The neo-liberal economic policies prescribed by World Bank, IMF and the Finance Department of America for coming out of the economic problems of the world resulted in falling wages in the developed countries during the last 20 years. This was done in the name of making labour markets more flexible, which means increasing unemployment, cutting wages in relation to profits and cutting wages in relation to productivity. This lead to the present situation where the world economy is stuck and does not have any economic policy any more to get back into a recovery.

Take the United States. The unemployment has jumped due to the financial crisis and it has put pressure on the wages.In auto industry, the workers are getting $ 13, $ 14 an hour or even $ 9 an hour where earlier they used to make $ 25-$ 27 an hour.

In Europe the same thing is happening with more intensity. There are some countries which already cut wages by 20 per cent. But nevertheless, their economies are collapsing.

In the name of competitiveness, wages are reduced to make prices of the products competitive for exporting to other countries. But everybody cannot increase competitiveness, though every body can increase productivity.

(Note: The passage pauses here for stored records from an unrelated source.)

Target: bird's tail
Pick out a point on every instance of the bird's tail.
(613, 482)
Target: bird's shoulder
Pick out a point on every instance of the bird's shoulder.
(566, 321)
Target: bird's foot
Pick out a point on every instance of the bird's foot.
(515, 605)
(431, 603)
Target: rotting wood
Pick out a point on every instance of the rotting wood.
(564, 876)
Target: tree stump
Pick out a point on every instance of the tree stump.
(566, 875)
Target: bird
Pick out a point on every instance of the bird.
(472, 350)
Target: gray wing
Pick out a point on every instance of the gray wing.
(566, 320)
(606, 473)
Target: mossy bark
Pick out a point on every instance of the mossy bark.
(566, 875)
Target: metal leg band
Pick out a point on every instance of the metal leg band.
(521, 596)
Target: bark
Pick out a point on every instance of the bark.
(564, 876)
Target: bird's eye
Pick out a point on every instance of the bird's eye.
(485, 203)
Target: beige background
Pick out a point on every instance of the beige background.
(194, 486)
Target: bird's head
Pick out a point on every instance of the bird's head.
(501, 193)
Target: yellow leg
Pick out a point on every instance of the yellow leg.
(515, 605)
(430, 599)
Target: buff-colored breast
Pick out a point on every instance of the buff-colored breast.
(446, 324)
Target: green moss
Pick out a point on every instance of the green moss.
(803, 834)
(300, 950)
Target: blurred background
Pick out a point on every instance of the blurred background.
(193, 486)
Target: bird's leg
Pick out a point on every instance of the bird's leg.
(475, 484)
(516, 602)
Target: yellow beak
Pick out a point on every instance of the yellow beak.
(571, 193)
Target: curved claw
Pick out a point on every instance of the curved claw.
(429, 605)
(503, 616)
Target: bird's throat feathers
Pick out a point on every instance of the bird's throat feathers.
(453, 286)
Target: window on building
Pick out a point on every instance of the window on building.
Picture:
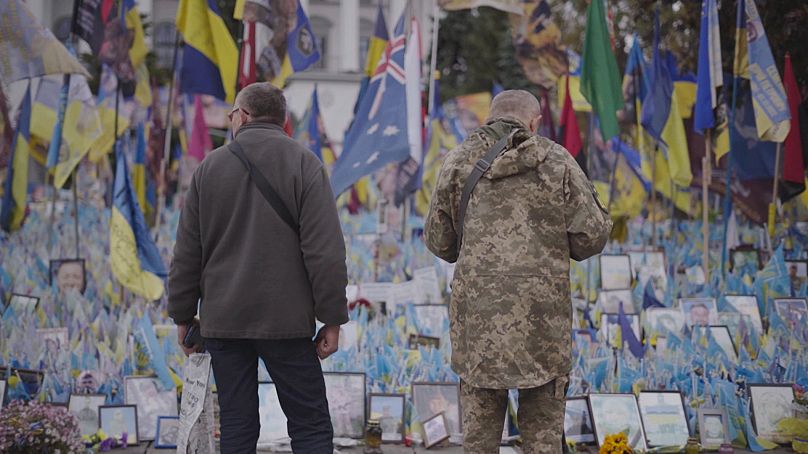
(321, 28)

 If wages fall, incomes fall and if incomes fall, consumption falls and if consumption falls, investment falls, and the economy will go deeper into recession.   If all your competitors are doing exactly the same thing as you are doing, that is, cutting wages, and then you are not really gaining any advantage. What you are doing is reducing the demand in the world economy thereby resulting in less production and recession.
When there is no real increase in demand due to fall in wages, the policy makers are suggesting the central banks to inject more money in the economy. It is supposed to give rise to growth. If fortunate, it may create another bubble, which is not a real solution. Earlier also this was done, bubble was created and it burst causing much more recession.

The theory that the market is growing in the developing countries and therefore the America and Europe should cut wages, and thus reduce the cost of their products to sell them at competitive rates in these developing countries is like the tail wagging the dog. In the global production the share of America, Europe and Japan is 65 per cent. Therefore unless there is recovery in these developed countries, China and India cannot save them from recession. Killing domestic markets by wage cuts will damage more than the gains coming in the exports.

This experiment is badly failing. In southern Europe, this failure is clearly evident. Greece has cut wages by 20 per cent, Spain is cutting by 10 per cent and Italy is on the path to cut. But it did not work and their economies are facing more and more recession.

But the American, and European Governments are following the same policies of wage cuts for securing profits to the Corporates. It will move their economies much deeper into recession.